Q How is the book divided into sections — chronologically, or based on different aspects of the building’s construction or importance?

A The book is organized thematically. Each chapter takes a different bite out of the Pru. The first chapter is about the patron, the insurance company, and shows how the Prudential Center in Boston was part of a broader corporate strategy. The next chapter sets the stage in Boston and discusses the city’s early efforts at urban renewal. The third chapter shows how the Prudential Center aligned itself with the “public interest” and thus merited a tax break from the city. I’m very interested in this topic, how the “public interest” is established and produced in cities. Chapter 4 discusses the highway connection and shows how the Mass Pike and the Prudential Center were joined as a single megastructural project. The fifth chapter is about the design and construction of the Prudential Center. The conclusion brings us up to the present and talks about the substantial renovations that have vastly altered the Prudential Center from its original design.

Q Which section of the book do you find most riveting?

A I am very enthusiastic about the Prudential Center. I’ve gotten hooked on the story. There are many subplots to the story and depending on the audience, you could tell it in any number of ways. That’s what I really like about the subject of my book: it creates many different opportunities for thinking about cities.

Q What do you recommend readers look for when reading “Insuring the City”?

A I want readers to be able to see the motivations of the different players, even when they disagree with them. Look for how Prudential, the corporate patron, positions itself in relationship to the “public interest.” And in terms of architecture, look at who Prudential chose to design the project and how it ultimately came together. I hope to disarm a few misconceptions about how large projects are designed and built.

Q What was your favorite part of the creation process?

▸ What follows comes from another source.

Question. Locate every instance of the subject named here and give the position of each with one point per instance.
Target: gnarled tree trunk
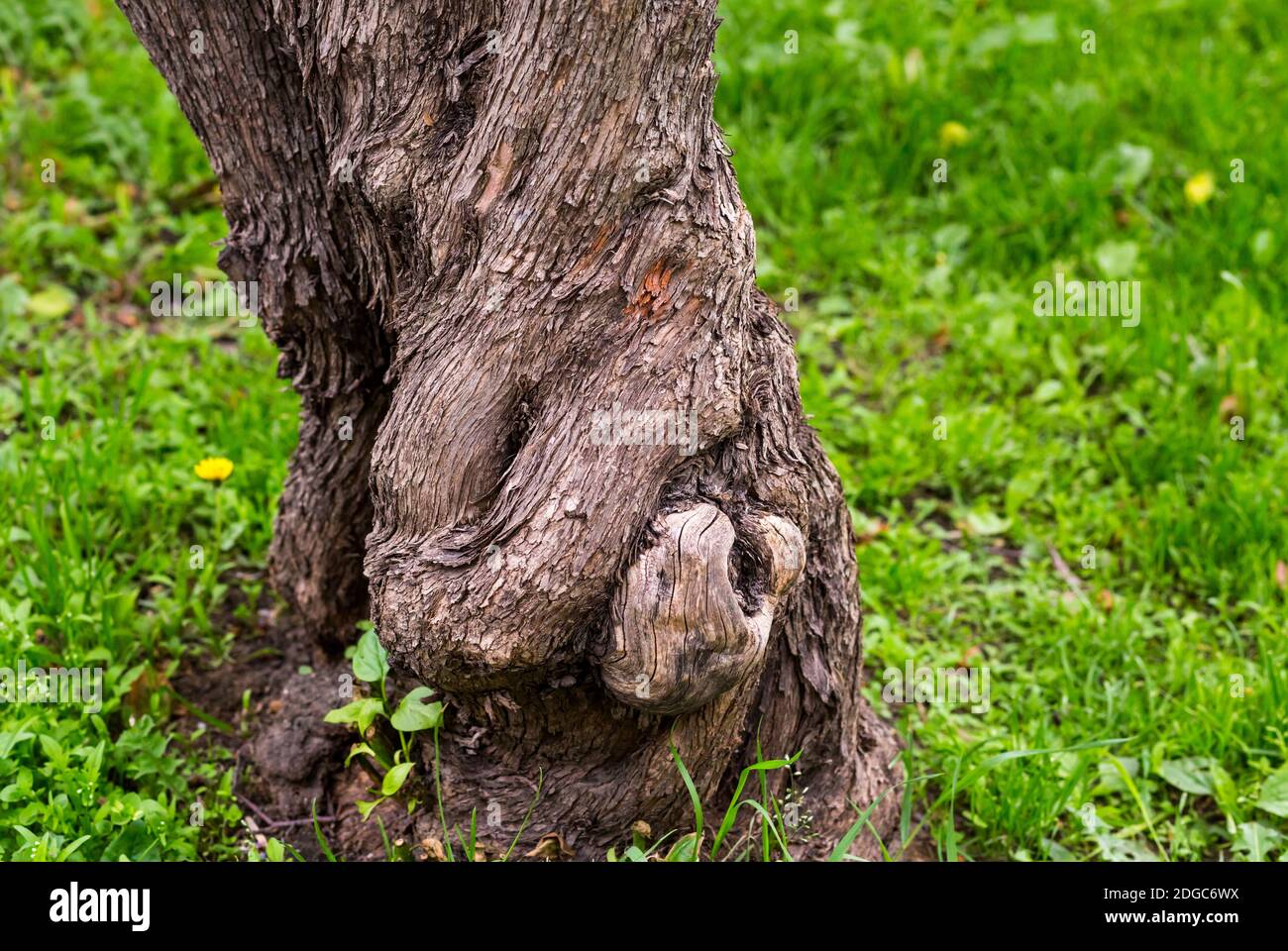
(483, 234)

A I really enjoy doing archival research. I get a real kick out of leafing through musty old documents. Whether they are the internal corporate memoranda that established the company’s policies or the records of the architect, Charles Luckman, and his firm’s efforts to realize the project. I love that part of the process.

Q What courses will you be teaching this year, and are your students going to be reading “Insuring the City”?

A This year in the fall, I teach a course with Alan Plattus called “New Haven and the American City,” which is an interdisciplinary course about American urbanism using New Haven as a key model. I teach my seminar “Urban Life and Landscape,” and I am asking my students to read “Insuring the City” as a model for how to study the urban landscape. I’m assigning it as much as a way to talk about methodology as for the story itself.

Q How does this book fit in context with other works you’ve created, either publications or films?

A My background is in documentary film, and I’ve made several films about New Haven and I hope to bring that sensibility about storytelling to the book. I think putting together a lecture is, in some ways, even more like documentary film. There are pictures in the book, but slide lectures — well, I use Keynote — are even more multimedia including a live action voice-over.

Q What are you currently working on?

A I’m working on several essays, some of which relate to another book project. It’s about cities, of course, but not just the American city this time. Ultimately, I’m hoping that the new book will address broad questions about urban sustainability and vitality. Why do some cities thrive while others fade away? How do we balance creative destruction with preservation? How much do we rely on “the market” and what is the role of “planning”?

Correction: Sept. 6

A previous version of this article and its photo caption misstated the title of professor Elihu Rubin ’99. He is the assistant professor of architecture and urbanism at the Yale School of Architecture.